Well, you can be "irritated" as much as you want but it won't change the facts.

The US had neutralised the Taliban by the end of 2001, after a couple of months, with less than 10,000 troops and the loss of only 12 American lives.  They "won" that war. 

By the end of 2003 they'd finished mopping up the last of the Taliban, with the loss of 109 American lives and 3 British. They "won" that war.

After that they lost track of what they were supposed to be doing, shifted their attention to the war in Iraq, and there was no "mission" or clear "orders" in Afghanistan any more and they were just Fig 11 targets with no war to win but a lot of money to be made by some who weren't putting their lives on the line.

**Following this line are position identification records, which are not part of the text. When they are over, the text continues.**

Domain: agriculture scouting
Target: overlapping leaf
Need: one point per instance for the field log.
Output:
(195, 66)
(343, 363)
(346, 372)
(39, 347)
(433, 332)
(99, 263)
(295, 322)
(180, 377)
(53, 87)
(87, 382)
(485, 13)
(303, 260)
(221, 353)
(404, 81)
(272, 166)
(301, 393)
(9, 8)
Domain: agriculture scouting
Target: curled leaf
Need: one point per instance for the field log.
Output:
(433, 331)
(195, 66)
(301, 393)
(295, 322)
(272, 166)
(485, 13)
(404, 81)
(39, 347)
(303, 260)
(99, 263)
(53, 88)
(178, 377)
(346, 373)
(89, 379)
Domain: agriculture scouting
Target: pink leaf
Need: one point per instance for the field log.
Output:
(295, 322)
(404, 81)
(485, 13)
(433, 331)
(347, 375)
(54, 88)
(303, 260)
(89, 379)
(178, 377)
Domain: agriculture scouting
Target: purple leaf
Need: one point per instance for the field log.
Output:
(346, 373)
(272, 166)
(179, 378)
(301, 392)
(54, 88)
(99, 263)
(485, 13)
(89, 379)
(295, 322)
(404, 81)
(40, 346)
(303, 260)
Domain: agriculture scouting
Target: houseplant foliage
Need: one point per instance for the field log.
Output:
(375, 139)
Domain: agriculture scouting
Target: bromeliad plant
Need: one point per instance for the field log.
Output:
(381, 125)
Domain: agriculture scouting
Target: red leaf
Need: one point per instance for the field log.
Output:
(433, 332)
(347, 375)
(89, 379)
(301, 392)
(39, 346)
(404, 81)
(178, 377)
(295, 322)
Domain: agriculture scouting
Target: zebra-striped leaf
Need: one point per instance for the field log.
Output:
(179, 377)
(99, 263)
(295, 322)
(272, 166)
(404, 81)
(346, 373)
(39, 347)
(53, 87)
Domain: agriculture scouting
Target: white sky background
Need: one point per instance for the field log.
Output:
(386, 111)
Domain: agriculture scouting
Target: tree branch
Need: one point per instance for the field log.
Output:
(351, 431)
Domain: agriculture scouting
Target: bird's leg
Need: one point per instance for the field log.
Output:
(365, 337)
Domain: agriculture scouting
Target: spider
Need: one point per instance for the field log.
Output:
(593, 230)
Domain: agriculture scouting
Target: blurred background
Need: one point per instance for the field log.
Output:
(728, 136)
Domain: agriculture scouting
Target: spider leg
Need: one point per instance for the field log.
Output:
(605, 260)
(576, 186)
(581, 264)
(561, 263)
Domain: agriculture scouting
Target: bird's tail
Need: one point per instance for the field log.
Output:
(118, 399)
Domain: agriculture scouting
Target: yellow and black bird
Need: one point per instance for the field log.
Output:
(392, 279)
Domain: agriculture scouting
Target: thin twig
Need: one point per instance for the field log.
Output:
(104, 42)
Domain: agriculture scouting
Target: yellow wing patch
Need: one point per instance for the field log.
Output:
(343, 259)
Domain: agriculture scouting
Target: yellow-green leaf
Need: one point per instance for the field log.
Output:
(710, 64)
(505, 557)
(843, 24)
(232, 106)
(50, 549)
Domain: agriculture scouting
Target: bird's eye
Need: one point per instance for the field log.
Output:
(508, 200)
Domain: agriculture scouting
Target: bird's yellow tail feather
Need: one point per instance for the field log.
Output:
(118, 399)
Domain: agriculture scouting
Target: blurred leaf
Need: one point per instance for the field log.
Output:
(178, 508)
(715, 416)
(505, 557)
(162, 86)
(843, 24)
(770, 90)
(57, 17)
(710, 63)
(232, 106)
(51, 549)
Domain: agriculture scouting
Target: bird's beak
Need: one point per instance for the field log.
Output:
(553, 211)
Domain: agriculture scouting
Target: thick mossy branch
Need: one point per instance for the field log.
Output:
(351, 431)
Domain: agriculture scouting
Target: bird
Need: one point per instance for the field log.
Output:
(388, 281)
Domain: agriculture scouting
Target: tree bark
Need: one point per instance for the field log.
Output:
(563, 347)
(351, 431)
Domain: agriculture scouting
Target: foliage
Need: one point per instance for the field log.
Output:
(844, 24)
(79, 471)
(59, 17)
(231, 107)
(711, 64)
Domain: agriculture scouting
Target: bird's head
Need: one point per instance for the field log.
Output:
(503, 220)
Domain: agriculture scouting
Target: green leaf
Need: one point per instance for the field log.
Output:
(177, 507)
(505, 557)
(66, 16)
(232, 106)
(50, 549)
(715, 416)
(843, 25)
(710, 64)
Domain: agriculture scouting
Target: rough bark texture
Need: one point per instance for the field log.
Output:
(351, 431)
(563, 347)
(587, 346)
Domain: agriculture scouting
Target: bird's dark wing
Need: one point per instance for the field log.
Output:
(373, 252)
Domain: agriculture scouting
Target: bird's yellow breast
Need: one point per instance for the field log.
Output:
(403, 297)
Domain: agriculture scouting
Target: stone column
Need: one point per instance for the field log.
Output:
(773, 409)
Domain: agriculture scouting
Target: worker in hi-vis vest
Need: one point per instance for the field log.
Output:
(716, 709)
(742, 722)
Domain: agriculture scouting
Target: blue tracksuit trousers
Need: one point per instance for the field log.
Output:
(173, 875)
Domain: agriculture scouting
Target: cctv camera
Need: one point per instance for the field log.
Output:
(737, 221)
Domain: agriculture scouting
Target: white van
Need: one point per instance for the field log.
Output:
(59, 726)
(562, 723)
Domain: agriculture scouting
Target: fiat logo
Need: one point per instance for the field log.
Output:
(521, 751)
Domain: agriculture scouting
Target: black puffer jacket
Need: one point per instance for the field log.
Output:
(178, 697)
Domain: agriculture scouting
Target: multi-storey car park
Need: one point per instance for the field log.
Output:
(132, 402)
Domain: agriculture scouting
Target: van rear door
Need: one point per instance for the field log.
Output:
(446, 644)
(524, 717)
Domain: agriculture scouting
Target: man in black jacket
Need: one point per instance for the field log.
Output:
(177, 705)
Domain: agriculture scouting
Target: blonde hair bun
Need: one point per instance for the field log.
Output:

No, "the US (and allies)"  had their arses kicked, and kicked badly. That isn't "an insult to the guys who actually sweated blood and tears and did their job" but simple reality.

What's an insult to the guys who actually sweated blood and tears and did their job is pretending that they could have "won", as the war, whatever it had become after 2001 / 03, wasn't winnable.

Keep up that pretence and all you do is encourage it to happen again at a cost of yet more blood, tears and lives for no justifiable reason and it doesn't get much more insulting than that.

They won the war 2001-2003. After that there wasn't a war to win - just lives to be lost.

The "Afghan government" didn't "lose the war" - they were never in any position to win it.

The military lost it just as much as the politicians  - and by that I mean all the military commanders that agreed to continue a war without a mission, who didn't have the courage to ask "what the feck are we supposed to be doing here", and all the politicians from every country that contributed to the coalition and facilitated it who didn't ask the same question.

So we should have invaded Pakistan in order to prosecute the war against them?

Thats where they all went, well most of them. I do recall the British forces having a very torrid time in Helmand long after you claim the war was won.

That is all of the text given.